In case you’ve heard rumors or received worrisome emails about any of this, here’s a quick primer. Yes, there is a new 3.8 percent surtax that takes effect Jan. 1 on certain investment income of upper-income individuals – including some of their real estate transactions. But it’s not a transfer tax and not likely to affect the vast majority of homeowners who sell their primary residences next year. In fact, unless you have an adjusted gross income of more than $200,000 as a single-filing taxpayer, or $250,000 for couples filing jointly ($125,000 if you’re married filing singly), you probably won’t be touched by the surtax at all, though you could be affected by other changes in the code if Congress fails to extend the Bush tax cuts scheduled to expire at the end of this year.
Even if you do have income greater than these thresholds, you might not be hit with the 3.8 percent tax unless you have certain types of investment income targeted by the law, specifically dividends, interest, net capital gains and net rental income. If your income is solely “earned” – salary and other compensation derived from active participation in a business – you have nothing to worry about as far as the new surtax.

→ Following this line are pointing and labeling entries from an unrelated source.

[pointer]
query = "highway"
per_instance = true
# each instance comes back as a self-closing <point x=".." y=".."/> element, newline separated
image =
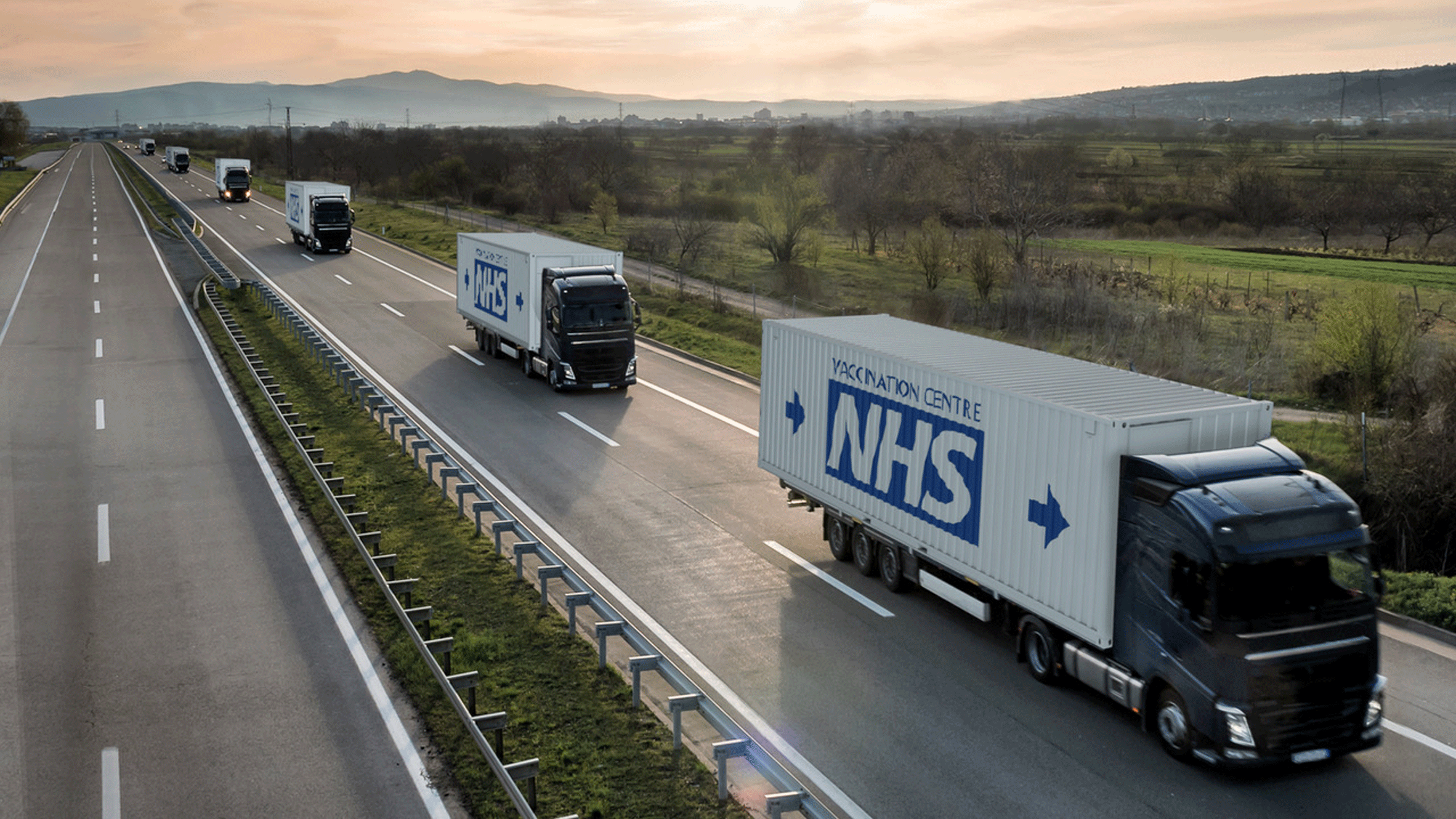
<point x="886" y="706"/>
<point x="169" y="642"/>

Where things can get a little complicated, however, is when you sell your home for a substantial profit, and your adjusted gross income for the year exceeds the $200,000 or $250,000 thresholds. The good news: The surtax does not interfere with the current tax-free exclusion on the first $500,000 (joint filers) or $250,000 (single filers) of gain you make on the sale of your principal home. Those exclusions have not changed. But any profits above those limits are subject to federal capital gains taxation and could also expose you to the new 3.8 percent surtax.